2. Canada's WUG team was undefeated through six games, including a win over the Americans. The play of Brady Heslip (Baylor), Kevin Pangos (Gonzaga), Melvin Ejim (Iowa State) and Jordan Bachynski (Arizona State) should bode well for their respective teams and Canada's future. Remember the best Canadians are in the NBA now and will be coming next season too. Consecutive Canadians could be drafted No. 1 from Anthony Bennett to Kansas' Andrew Wiggins. Kelly Olynyk performance for the Celtics in the summer league adds to the depth of this national team. Heslip had a disappointing season a year ago but should be ready to assume more of a leadership role for the Bears. Pangos will be the focal point for the Zags. Ejim is a major player for the Cyclones and Bachynski has to be the interior scorer for the Sun Devils. The front-running school for former Kentucky forward Kyle Wiltjer has always been Gonzaga and playing with Pangos should be a reason to suspect the Zags will get Wiltjer. Of course, Wiltjer could still decide to come back to Kentucky and either play or redshirt.

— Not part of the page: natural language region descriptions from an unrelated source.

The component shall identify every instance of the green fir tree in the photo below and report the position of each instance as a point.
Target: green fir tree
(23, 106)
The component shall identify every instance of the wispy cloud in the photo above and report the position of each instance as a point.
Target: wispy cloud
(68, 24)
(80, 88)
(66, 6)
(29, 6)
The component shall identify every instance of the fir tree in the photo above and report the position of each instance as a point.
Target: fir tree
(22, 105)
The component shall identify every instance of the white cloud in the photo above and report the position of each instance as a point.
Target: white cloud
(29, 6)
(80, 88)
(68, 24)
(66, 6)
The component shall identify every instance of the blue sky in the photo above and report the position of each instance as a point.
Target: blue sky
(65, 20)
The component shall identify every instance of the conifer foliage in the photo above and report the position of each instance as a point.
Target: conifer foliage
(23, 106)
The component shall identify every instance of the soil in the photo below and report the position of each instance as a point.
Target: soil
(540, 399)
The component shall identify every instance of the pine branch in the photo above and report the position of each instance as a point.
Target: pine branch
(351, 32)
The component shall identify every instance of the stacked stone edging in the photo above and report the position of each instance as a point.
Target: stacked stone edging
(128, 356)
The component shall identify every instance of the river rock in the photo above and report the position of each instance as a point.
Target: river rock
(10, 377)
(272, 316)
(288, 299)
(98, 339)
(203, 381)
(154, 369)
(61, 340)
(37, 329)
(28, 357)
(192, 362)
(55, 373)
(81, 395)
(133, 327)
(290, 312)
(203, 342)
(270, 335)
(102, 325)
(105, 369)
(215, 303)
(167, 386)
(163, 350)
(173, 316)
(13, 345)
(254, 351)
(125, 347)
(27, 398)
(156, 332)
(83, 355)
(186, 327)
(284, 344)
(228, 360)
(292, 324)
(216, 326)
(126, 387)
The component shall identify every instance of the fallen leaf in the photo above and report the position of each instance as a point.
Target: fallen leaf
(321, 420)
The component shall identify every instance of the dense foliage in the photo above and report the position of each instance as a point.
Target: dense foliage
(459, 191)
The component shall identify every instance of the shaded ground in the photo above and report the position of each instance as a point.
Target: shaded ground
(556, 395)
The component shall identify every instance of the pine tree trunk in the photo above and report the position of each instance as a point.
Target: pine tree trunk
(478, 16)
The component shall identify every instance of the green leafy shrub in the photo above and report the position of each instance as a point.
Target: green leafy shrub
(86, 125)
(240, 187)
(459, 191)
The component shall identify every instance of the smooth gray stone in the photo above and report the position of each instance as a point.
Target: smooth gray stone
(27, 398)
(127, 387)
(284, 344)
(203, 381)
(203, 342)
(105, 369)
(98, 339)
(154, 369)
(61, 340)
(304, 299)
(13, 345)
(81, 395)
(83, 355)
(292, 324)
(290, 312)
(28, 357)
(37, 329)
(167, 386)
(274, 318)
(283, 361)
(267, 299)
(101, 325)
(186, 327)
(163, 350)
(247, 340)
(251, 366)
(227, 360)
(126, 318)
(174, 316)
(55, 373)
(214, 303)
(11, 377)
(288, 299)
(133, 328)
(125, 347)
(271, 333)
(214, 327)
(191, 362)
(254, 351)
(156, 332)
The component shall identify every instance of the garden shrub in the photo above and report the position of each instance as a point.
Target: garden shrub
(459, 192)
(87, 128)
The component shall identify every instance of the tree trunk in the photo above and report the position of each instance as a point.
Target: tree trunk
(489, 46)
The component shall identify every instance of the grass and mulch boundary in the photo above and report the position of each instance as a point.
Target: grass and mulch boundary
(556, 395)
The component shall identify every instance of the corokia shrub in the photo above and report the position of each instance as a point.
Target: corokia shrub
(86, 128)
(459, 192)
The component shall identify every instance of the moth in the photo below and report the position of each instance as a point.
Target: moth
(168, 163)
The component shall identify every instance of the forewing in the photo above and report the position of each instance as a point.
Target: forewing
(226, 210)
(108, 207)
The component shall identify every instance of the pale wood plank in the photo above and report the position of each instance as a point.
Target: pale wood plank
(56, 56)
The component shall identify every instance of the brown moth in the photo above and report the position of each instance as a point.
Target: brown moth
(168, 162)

3. The freak fractured right ankle for Shane Larkin doesn't mean he didn't make the right decision to leave for the NBA. Larkin suffered the injury while practicing with his Dallas Mavericks team in preparation for the Las Vegas Summer League. Larkin is out for three months with the best-case scenario being that he returns in time for training camp in October. Dallas coach Rick Carlisle was positive about Larkin's return and what he could mean for the Mavericks once healthy. Larkin was a first-round pick and will get serious minutes once he is ready next season. Had he returned to Miami for his junior season then he would have been back for a team that relied too much on him. Larkin wouldn't have been simply a playmaker, he would have had to make the majority of plays and that isn't who he will, or should, be in the NBA. Meanwhile, his injury has likely opened up a chance for Ricky Ledo to earn some time. Ledo left Providence after not being eligible in his one season on campus. Ledo was a long shot to be eligible to play in college and probably made the best decision for his career to leave.
1. The USA's World University Games team will go down as a disappointment for failing to medal in Kazan, Russia. But the intent was to put together a team, not a collection of all-stars.